3. Transkrip wawancara dengan 10 responden selaku masyarakat (5 responden perempuan dan 5 responden lak-laki) Pertanyaan: Dalam suatu organisasi, laki-laki ataukah perempuan yang lebih baik menjadi seorang pemimpin? Beserta penjelasan secara singkat. Responden laki-laki ke-1: Laki-laki, karena sudah jelas ada dalam Q. S An- nissa ayat 34 dan ayat 59, disebutkan disana ulul amri (pemimpin lakilaki) bukan uulatul amri (pemimpin perempuan). Responden laki-laki ke-2: Laki-laki, karena laki-laki itu berwibawa, mentalnya kuat dan bisa mengendalikan emosi. Responden laki-laki ke-3: Tidak ada kata yang lebih baik, tetapi memang sudah mutlak kalau pemimpin itu harus dari laki-laki, dalam Al-Quran juga sudah disebutkan. Haram hukumnya perempuan itu memimpin seorang laki-laki. Responden laki-laki ke-4: Lihat dulu kemampuannya, kalau laki-laki lebih baik kenapa tidak. Tapi kalau kemampuannya tidak mumpuni sebaiknya jangan dipaksakan sebagai pemimpin. Responden laki-laki ke-5: Laki-laki, soalnya laki-laki udah dikodratkan untuk jadi seorang pemimpin. Terlepas dari agama, birokrasi kepemimpinan laki-laki lebih simple dan fleksibel. Responden perempuan ke-1: Laki-laki, karena sifat perempuan itu sesuai kodratnya agak labil dan kurang bias mengontrol emosi, suka kebawa perasaan juga.
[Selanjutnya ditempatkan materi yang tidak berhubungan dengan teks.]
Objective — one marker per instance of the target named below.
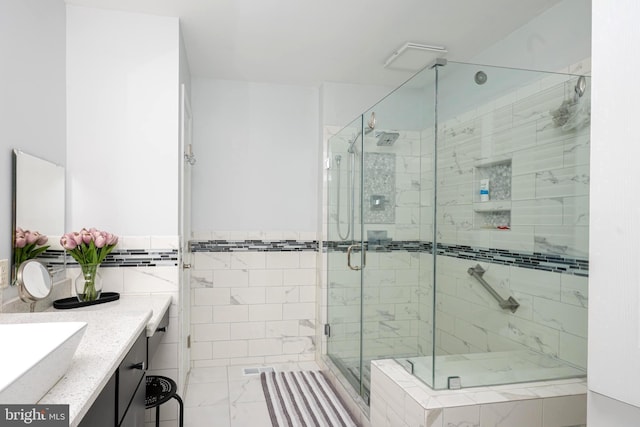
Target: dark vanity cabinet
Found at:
(131, 385)
(121, 401)
(153, 342)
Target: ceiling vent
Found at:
(414, 56)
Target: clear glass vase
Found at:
(88, 284)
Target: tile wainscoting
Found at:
(253, 300)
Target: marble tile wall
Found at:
(253, 306)
(548, 214)
(549, 200)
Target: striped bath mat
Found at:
(303, 398)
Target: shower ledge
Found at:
(394, 390)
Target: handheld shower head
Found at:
(386, 139)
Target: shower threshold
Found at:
(492, 368)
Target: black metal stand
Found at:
(159, 390)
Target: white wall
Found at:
(32, 88)
(122, 121)
(614, 369)
(256, 147)
(550, 42)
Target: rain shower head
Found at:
(386, 139)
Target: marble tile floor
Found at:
(225, 397)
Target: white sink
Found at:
(34, 357)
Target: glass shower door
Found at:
(512, 195)
(345, 257)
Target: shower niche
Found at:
(493, 212)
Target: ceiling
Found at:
(305, 42)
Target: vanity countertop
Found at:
(112, 328)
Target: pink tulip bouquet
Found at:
(28, 245)
(89, 248)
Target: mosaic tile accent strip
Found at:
(120, 258)
(253, 245)
(532, 260)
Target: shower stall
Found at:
(457, 229)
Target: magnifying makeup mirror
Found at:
(34, 281)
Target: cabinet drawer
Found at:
(130, 373)
(102, 412)
(154, 341)
(135, 414)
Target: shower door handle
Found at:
(364, 257)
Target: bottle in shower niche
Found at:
(484, 190)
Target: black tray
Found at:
(73, 302)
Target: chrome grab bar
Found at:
(364, 257)
(509, 303)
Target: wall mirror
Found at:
(38, 200)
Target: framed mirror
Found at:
(38, 206)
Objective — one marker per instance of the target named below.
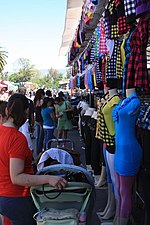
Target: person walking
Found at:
(16, 166)
(49, 119)
(64, 124)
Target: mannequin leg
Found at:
(103, 178)
(126, 195)
(112, 204)
(124, 198)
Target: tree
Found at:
(3, 56)
(51, 80)
(69, 72)
(55, 77)
(25, 71)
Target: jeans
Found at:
(19, 210)
(48, 134)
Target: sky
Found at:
(33, 29)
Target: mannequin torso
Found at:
(112, 92)
(130, 91)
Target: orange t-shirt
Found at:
(13, 144)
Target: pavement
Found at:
(101, 193)
(138, 212)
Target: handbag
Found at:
(69, 113)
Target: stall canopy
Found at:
(73, 16)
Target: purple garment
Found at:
(142, 6)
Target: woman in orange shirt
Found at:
(16, 166)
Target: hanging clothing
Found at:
(129, 6)
(127, 49)
(137, 73)
(142, 7)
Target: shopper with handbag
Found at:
(64, 123)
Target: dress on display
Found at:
(128, 154)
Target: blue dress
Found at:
(128, 155)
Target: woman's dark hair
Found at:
(46, 100)
(3, 105)
(38, 95)
(16, 107)
(48, 93)
(59, 99)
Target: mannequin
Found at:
(128, 154)
(107, 109)
(112, 92)
(130, 91)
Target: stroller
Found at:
(71, 206)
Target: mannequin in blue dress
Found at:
(128, 154)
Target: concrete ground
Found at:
(101, 193)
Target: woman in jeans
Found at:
(49, 119)
(16, 166)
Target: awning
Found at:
(3, 86)
(73, 16)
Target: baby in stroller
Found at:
(70, 206)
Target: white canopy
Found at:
(73, 16)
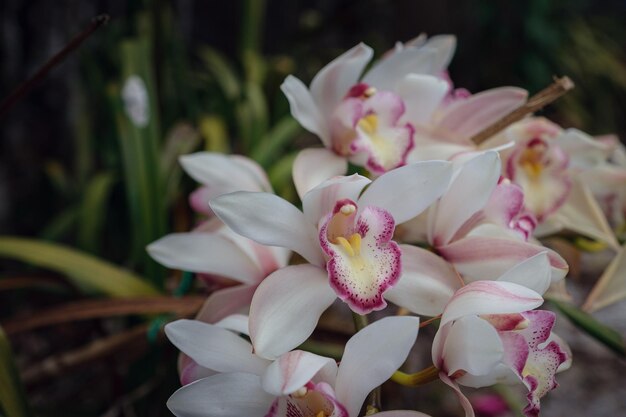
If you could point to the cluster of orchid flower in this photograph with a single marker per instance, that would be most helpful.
(442, 228)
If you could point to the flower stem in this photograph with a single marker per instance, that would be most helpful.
(559, 87)
(422, 377)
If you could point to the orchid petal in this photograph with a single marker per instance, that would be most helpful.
(465, 118)
(286, 307)
(293, 370)
(486, 258)
(235, 172)
(371, 356)
(333, 81)
(386, 72)
(304, 109)
(472, 345)
(321, 200)
(205, 252)
(423, 182)
(225, 302)
(469, 192)
(490, 297)
(223, 395)
(422, 94)
(427, 282)
(314, 166)
(270, 220)
(214, 347)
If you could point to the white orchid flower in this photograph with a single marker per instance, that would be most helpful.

Responden perempuan ke-2: Laki-laki, karena lebih rasional, objektif, meminimalisir pengaruh emosi, fisik lebih kuat, lebih bebas dalam hal hambatan waktu. Responden perempuan ke-3: Laki-laki, lebih stabil, bijaksana, tidak dibatasi waktu. Responden perempuan ke-4: Laki-laki, karena tabiat laki-laki itu lebih konsentratif

dalam berpikir dan dalam mengambil keputusan tidak berlama-lama. Tapi kembali lagi dengan kebutuhan, pemimpin yang dibutuhkan untuk organisasi apa dan karakteristik pribadi seperti apa yang dibutuhkan. Kalau memang perempuan memiliki karakteristik pribadi yang sesuai dengan yang dibutuhkan, why not? Semuanya ada nilai positif dan nilai negatifnya. Responden perempuan ke-5: Buat aku sih yang namanya gender bukan patokan utama. Yang lebih dikedepankan adalah skill dari orang itu sendiri. Tapi jika skill yang dimiliki hampir sama baiknya, maka lebih baik memilih laki-laki untuk jadi pemimpin.